Preoperative clinical characteristics and biopsy records were obtained from electronic medical records. The collected preoperative clinical parameters included age, body mass index (BMI), prostate-specific antigen (PSA), prostate volume, PSA density (PSAD; serum PSA/prostate volume), aspartate aminotransferase/alanine aminotransferase ratio, complete blood count, clinical tumor stage (T stage), and the interval between biopsy and RP. Biopsy data included the number of biopsy cores, the proportion of positive biopsy cores to the total number of cores, the International Society of Urological Pathology (ISUP) grade at biopsy, and whether a targeted biopsy was performed.

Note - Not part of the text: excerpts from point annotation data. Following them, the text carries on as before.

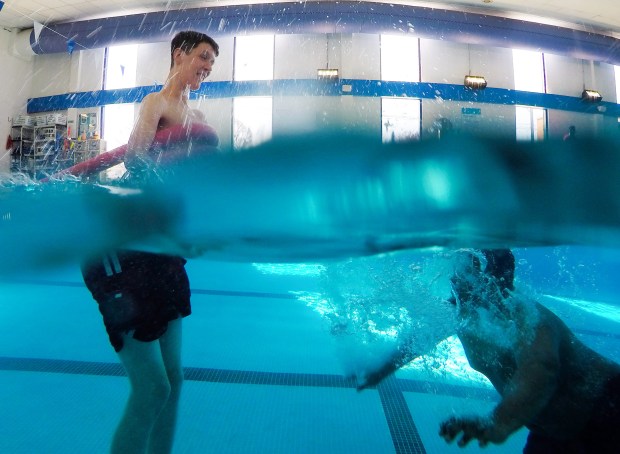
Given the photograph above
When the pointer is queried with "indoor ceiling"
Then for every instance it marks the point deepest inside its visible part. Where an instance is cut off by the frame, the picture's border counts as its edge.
(602, 16)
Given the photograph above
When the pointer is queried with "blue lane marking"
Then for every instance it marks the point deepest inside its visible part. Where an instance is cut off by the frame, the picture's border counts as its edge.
(313, 87)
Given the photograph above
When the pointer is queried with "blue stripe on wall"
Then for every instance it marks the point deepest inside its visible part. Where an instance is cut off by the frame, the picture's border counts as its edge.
(312, 87)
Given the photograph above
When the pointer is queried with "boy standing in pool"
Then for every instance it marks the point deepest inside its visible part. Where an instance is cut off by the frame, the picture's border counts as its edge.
(143, 296)
(566, 394)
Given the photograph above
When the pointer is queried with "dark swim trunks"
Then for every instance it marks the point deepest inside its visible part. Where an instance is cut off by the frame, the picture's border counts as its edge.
(139, 292)
(600, 436)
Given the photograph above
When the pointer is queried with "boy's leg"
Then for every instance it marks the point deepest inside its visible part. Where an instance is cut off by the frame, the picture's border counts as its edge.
(162, 437)
(150, 390)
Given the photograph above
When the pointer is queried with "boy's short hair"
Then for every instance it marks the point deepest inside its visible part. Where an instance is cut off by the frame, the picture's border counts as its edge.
(187, 40)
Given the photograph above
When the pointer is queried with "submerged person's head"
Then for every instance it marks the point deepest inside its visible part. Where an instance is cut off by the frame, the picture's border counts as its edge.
(473, 286)
(193, 55)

Systematic biopsies were routinely performed in all patients. When multiparametric magnetic resonance imaging (mpMRI) revealed suspicious lesions, an additional 3 to 6 cores of targeted biopsy were conducted. All biopsy and surgical pathology specimens were graded according to the ISUP grading system. Pathology reports were jointly reviewed and finalized by senior pathologists at our institution. GSU was defined as an increase in Gleason Grade Group from biopsy to RP pathology, based on the ISUP grading system.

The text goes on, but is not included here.